SCD is a highly prevalent disease worldwide,  particularly among populations in African countries, parts of the Middle East and other countries around the equator. The disease often has a highly negative impact on the quality of life of patients and medical costs can be excessive. European coordination, collaboration and funding are necessary to foster education on SCD and guide healthcare systems towards early diagnoses and optimizing treatments. 

Policy opportunities

Understanding the severity of SCD is important for healthcare professionals, policymakers, patients and the public-at-large. European-wide collaborative action on three related challenges could make a difference in supporting those communities:

  • Support through education: It is one of EHA’s top priorities to educate healthcare professionals, policymakers, patients and the public about SCD. Countries which previously had low numbers of patients lack the facilities and expertise in SCD. Moreover, patient numbers are not known in most European countries. EHA therefore supports EuroBloodNet (the European Reference Network in Rare Hematological Diseases) in its current effort to develop a European registry for SCD. EHA takes on an active role in educating healthcare professionals and patients, and welcomes efforts by the European Commission and Member States to contribute to raising awareness about SCD and the registry. In this context it further calls for increased and sustained EU support for EuroBloodNet.

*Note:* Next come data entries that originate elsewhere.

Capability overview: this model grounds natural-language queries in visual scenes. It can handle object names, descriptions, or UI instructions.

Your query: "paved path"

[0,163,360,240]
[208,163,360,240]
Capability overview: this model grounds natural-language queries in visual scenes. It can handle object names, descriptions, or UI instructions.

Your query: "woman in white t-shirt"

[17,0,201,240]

  • Need for funding: Increased awareness and research funding from the EU is necessary to optimize diagnosis and treatment as well as prevention of SCD. Even small amounts of funding can already have a noticeable impact on European health systems’ ability to deal with the growing threat to public health posed by this disease. Under Horizon Europe the EC identified ‘non-communicable and rare diseases’ as part of the six priorities for health research and innovation. EHA will be actively advocating for EU funding to further support SCD research and education.

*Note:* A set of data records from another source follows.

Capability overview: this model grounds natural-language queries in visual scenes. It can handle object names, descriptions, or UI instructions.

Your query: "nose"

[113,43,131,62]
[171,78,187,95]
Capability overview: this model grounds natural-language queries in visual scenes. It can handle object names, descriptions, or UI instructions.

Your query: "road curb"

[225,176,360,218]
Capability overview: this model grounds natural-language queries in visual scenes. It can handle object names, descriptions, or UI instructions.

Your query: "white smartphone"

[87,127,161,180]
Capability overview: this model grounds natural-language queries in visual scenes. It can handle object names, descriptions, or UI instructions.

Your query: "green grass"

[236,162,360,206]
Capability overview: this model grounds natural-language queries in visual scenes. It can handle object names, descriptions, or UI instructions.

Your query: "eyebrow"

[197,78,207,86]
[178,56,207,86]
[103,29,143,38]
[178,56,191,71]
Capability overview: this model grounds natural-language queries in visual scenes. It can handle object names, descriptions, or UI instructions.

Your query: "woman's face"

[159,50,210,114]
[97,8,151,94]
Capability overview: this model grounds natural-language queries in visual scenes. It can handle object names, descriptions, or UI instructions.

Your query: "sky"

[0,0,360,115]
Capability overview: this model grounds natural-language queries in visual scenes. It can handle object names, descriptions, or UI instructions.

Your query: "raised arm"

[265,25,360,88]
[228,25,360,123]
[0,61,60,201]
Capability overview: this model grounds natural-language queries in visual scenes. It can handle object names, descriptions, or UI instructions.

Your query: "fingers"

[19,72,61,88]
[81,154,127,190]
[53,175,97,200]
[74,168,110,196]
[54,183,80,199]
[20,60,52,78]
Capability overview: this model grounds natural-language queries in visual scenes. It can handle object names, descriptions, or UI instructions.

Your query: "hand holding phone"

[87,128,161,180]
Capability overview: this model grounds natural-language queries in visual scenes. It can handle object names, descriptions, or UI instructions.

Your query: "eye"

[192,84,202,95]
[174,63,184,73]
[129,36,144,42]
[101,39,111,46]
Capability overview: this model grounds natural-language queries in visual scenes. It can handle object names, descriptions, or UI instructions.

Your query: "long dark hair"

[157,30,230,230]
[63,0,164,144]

  • Guidance and tools for screening and follow-up: EHA signals a strong need for EU-wide screening and tracking of SCD patients. The early detection of the disease through (neonatal) screening is key to early diagnosis and effective treatment, especially in children. Thus, EHA calls for common guidance and tools for screening and to ensure data comparability across Member States. Development of tools for tracking and following-up with patients will also help to enhance patient care. Contributing to those objectives, EHA is developing a so-called SCD curriculum, which will outline minimum requirements for screening and tracking SCD patients and support healthcare professionals in diagnosing and treating the disease.

The future

With the EU elections just around the corner, no regulatory actions will be undertaken until the new Commission takes office. Meanwhile, affected babies continue to be born and too many patients are not getting timely diagnosis and adequate treatment. Hopefully, the new Commission will feel the sense of urgency and will put EU-wide efforts to put SCD high on the agenda. EHA remains fully committed to support and lead such efforts and will continue to educate healthcare professionals, raise awareness among EU policymakers and push for collaborative action to improve the lives of patients with SCD.

Last Updated on Wednesday 01 May 2019.